1 tablespoon soy sauce
1 1/2 teaspoon red wine vinegar
1 teaspoon honey
1/2 teaspoon Dijon mustard
1/2 teaspoon toasted sesame oil
1 teaspoon white sesame seeds lightly toasted
1 clove garlic peeled
1 2-inch piece ginger peeled
5 tablespoons coarsely ground black pepper, plus more
3/4 cup olive oil
8 ounces tuna steak, preferably sushi grade
1 tablespoon coarse salt, plus more
8 ounces sugar snap peas, strings discarded, cut crosswise into 1” pieces
1/4 cup roughly chopped mint
1 teaspoon black sesame seeds lightly toasted
2 watermelon or 6 large regular red radishes halved
Purée soy sauce, vinegar, honey, mustard, sesame oil, 1/2 tsp. of the white sesame seeds, garlic, ginger, and 1 1/2 tbsp. of pepper in a blender until smooth. With the motor running, drizzle in 1/2 cup of the olive oil until dressing is emulsified; set aside.

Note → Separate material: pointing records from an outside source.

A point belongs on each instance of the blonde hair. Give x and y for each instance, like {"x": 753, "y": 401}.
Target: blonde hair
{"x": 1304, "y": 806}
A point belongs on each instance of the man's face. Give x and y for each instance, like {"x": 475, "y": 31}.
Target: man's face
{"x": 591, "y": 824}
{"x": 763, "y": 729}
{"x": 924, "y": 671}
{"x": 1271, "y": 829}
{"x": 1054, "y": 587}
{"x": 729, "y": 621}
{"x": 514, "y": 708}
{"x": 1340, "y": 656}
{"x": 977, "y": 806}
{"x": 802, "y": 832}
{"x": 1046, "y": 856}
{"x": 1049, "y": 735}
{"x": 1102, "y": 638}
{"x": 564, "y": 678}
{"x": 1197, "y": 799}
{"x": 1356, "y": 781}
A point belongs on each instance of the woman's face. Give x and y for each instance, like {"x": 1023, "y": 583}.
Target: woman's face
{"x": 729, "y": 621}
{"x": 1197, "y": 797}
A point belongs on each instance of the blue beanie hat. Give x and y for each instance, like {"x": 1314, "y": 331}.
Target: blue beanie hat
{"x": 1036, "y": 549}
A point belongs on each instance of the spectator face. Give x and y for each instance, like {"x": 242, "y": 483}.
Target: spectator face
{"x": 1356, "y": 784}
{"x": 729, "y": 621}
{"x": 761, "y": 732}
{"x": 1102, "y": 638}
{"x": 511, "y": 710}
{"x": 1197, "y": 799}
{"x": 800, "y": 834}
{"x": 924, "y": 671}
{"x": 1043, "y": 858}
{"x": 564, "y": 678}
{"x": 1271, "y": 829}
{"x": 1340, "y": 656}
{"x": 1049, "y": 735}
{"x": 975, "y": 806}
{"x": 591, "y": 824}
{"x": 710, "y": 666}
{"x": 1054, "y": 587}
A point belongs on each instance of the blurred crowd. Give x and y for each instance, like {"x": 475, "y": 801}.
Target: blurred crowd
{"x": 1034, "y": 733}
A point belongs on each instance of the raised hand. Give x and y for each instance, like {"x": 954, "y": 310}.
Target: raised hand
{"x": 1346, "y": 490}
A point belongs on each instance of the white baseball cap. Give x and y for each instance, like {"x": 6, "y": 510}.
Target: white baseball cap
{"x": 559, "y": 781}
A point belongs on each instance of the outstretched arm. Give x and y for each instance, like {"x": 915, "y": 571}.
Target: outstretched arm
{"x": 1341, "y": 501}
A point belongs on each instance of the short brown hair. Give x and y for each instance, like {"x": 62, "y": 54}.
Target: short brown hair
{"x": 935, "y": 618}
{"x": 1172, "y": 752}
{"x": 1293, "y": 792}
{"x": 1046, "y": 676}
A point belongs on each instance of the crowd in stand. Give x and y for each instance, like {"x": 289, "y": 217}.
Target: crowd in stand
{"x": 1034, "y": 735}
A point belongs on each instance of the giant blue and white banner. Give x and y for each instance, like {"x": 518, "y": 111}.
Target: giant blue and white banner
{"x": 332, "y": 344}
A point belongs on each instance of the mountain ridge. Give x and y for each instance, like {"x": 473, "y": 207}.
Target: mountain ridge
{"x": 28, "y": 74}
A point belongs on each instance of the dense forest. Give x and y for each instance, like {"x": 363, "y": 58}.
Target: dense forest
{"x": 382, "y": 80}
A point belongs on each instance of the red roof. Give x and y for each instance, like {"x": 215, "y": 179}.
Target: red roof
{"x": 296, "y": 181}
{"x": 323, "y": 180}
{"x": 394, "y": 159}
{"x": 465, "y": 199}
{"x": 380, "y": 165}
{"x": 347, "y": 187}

Heat remaining oil in a large skillet over medium-high heat. Season tuna with remaining pepper and salt; cook, flipping once, until fully cooked. Let cool, then cut into 1/2” pieces and transfer to a bowl. Add reserved dressing, snap peas, mint, remaining white and black sesame seeds, radishes, salt, and pepper.
Toss gently to combine and let sit 30 minutes before serving.